The Serengeti plains hold a wealth of wildlife familiar to us all. As long as our camera trap images are clear most people have no problem identifying wildebeest, zebra, giraffe and impala. It is some of the smaller antelope that prove a bit of a problem. The smallest of the Serengeti’s antelope, the dikdik is not so well known but what it lacks in size it makes up for in a fascinating life history.
So what makes this diminutive antelope so special and how does it survive living in the lion’s den, so to speak.
It is the antithesis of the wildebeest. Instead of running as a herd of thousands the dikdik live fairly sedentary lives, instead of a constant male battle for mating rights to a harem of females the dikdik forms pair bonds that last for life. Essentially it opts for a quite life under the radar. Living in bushy scrub and kopjes gives it plenty of places to stay hidden and its ability to reach up to 42km/hour enable it to escape even the swiftest of predators. Though of course dikdik do end up on the menu sometimes.
Dik dik are territorial and use dung, urine and scent to mark the boundaries. The scent comes from preorbital glands on the face which is rubbed on sticks. All members of the family will contribute to these markers but it is the male that does most of the work. The strange twist is that males are subordinate to females in the pair bond so really the male is marking and defending his mate’s territory for her. I guess it pays to keep your missus’ happy when you pair for life.
Obviously whilst holding a territory you will have neighbours and that is certainly the case for dikdik pairs but it seems that the peace is kept by making sure you only add more dung/urine/scent to your side of the heap. Dikdik must have the most defined territory of any antelope in the Serengeti. If there is a border dispute it can lead to mass pooping; as many as 10 dung piles per 100 meters which is three times as many as a normal border.

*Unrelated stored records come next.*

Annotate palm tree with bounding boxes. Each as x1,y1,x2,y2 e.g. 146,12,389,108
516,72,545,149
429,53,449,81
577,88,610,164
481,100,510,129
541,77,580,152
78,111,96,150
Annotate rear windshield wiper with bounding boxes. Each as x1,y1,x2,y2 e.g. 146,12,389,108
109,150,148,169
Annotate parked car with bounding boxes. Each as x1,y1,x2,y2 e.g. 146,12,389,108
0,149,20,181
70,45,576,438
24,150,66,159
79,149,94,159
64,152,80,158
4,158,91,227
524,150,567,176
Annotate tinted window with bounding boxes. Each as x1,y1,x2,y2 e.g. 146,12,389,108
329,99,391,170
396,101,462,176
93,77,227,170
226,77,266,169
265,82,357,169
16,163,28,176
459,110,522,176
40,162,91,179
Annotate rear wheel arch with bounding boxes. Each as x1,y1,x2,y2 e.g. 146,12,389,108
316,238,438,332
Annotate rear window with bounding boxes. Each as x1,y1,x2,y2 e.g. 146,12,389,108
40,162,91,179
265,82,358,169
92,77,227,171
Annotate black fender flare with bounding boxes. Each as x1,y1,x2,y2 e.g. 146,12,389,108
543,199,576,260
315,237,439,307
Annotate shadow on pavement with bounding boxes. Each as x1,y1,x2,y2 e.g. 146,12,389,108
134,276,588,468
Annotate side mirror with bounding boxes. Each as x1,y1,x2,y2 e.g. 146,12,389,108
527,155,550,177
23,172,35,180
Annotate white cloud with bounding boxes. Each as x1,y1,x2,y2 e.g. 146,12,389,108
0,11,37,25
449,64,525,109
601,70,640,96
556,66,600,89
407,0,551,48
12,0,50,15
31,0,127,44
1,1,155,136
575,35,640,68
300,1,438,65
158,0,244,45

Traditionally there were thought to be 4 species of dikdik mostly restricted to East Africa with one, Damara dikdik, found in Namibia. New work suggests that the four subspecies of Kirk’s dikdik are actually full species making Cavandish’s dikdik (madoqua cavandishi) the species we are familiar with from the Serengeti. It’s hard to keep up with systematics.
One of the most amazing adaptations in dikdik’s is their central cooling system which allows them to live in arid, hot conditions. To cool down they increase their breathing rate from 1 to 8 breaths per minute. This passes over numerous blood vessels in the flexible proboscis (that oversized long snout that makes dikdik look so odd) cooling the blood. From here the cooled blood passes back to the heart through the cavernous sinus. Due to the large surface area in the sinus as hot blood is pumped to the brain a form of heat exchange takes place allowing cool blood to be pumped to the brain ensuring that brain function is not impaired by hot conditions even if body temperature is elevated. This is a trait that dikdik share with other dessert adapted animals such as oryx and camels.
So small it may be but the dikdik is not to be dismissed without some appreciation for its ability to survive in pretty harsh conditions.